As you can see, while they may be at the back of the contract, they are not just the minor details. They describe the essence of what is being provided, when, and for how much.
The contract schedules are not the natural hunting ground for most lawyers. Rather, the attention of a lawyer is almost invariably fixed on the “front end” of the agreement.
This is the part of the contract that contains the agreed terms and conditions (you know, the “legalese”).
While provisions dealing with liability, indemnities and insurance are fundamental, and need to reflect an appropriate allocation of risk, a failure by either you or your lawyers to focus on the details in the contract schedules can be a wasted opportunity and end up costing you serious money.
Here’s an example how this may occur. While a service description ought to describe what the vendor is responsible for providing, vendors often include detailed assumptions upon which those obligations are dependent.
These often completely excuse the vendor from the obligation to perform, or require the customer to pay the vendor additional fees. Often, there is very little governance around such assumptions.
Most contracts lack even the basic concept that the vendor must tell the customer when it is being delayed by such assumptions not being performed.
The inclusion of assumptions is not, in itself, a problem. It is fair and reasonable that a vendor, particularly when working to a fixed fee, sets out the constraints upon which that fee is provided.

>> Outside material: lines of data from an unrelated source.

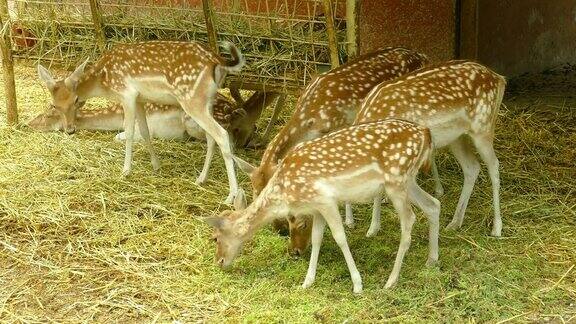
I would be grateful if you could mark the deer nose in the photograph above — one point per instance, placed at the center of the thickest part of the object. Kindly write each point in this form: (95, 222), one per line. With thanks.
(296, 252)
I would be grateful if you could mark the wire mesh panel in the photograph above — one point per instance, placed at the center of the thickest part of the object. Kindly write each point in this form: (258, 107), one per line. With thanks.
(285, 42)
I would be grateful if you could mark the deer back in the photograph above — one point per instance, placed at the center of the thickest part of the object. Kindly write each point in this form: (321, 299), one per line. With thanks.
(332, 99)
(463, 93)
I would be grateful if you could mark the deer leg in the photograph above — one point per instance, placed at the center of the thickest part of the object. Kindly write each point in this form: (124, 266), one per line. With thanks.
(431, 208)
(129, 106)
(276, 112)
(349, 215)
(145, 134)
(332, 216)
(198, 105)
(376, 211)
(470, 168)
(402, 205)
(484, 145)
(438, 188)
(207, 161)
(318, 227)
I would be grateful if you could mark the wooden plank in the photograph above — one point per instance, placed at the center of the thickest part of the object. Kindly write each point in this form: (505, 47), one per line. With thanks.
(8, 65)
(467, 33)
(352, 27)
(207, 8)
(98, 23)
(331, 29)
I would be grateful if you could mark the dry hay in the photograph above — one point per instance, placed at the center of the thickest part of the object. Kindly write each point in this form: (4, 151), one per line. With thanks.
(79, 243)
(282, 49)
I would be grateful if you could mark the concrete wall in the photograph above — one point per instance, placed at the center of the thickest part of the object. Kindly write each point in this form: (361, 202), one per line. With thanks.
(424, 25)
(517, 36)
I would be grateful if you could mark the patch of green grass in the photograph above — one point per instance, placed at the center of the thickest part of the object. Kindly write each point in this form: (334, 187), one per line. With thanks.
(80, 243)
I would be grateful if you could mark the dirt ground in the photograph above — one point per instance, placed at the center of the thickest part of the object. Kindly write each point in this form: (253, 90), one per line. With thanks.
(79, 243)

Recently, however, I reviewed a large managed infrastructure contract where the assumptions provided by the vendor were literally almost twice the length of the description of the services being provided.
When I asked the client whether they’d review them, the answer was no. As we worked through them, my client and I jointly came to the conclusion that some of the assumptions negated the very obligations that the vendor was being engaged to provide. A very much shortened list was included in the final contract. Buyer beware, indeed.
At a more complex level, examples abound of the risks that you and your advisers need to assess when contracting for IT projects or services.
For example, using ITIL to describe IT services has become commonplace. However ITIL provides no assistance in describing scope boundaries or handover points. Particularly in the modern era of “best sourcing”, where it is likely that multiple vendors will be responsible for managing different parts of an IT environment, accurately defining these scope boundaries and handover points is important.
The back end of the agreement is also the mechanism by which you can arm yourself with tools to help create a flexible and transparent contract, so as to manage the agreement through its life and the inevitable technology and business changes.
For instance, creating separable service bundles that avoid cross-subsidisation will assist with benchmarking and multi-sourcing. Including flexible service level mechanisms that allow you to adjust service level weightings and introduce new service levels during the term will help future-proof the agreement.
And while you and your advisers should focus on these strategic goals, sometimes even a failure to get the simple things right can have significant consequences. Accuracy in definitions, and clarity and consistency in language, can help avoid unnecessary disputes.
I was recently involved in a dispute in an IT contract. The issue depended on the placement of a comma and a mere five words of unclear text. The dispute was worth several million dollars.
If the rule of law is one of Australia’s natural assets, then it pays to leverage that in your dealings with IT vendors. Ensure the contract schedules don’t contain inappropriate limitations and exclusions of responsibility.
Use them as a mechanism to build for yourself a relevant, flexible, and transparent method of delivering your IT project or service, which reflects your business and technology priorities.
I can almost guarantee, if something goes wrong with your IT contract, you’ll probably be staring at the contract schedules rather than the front end legalese.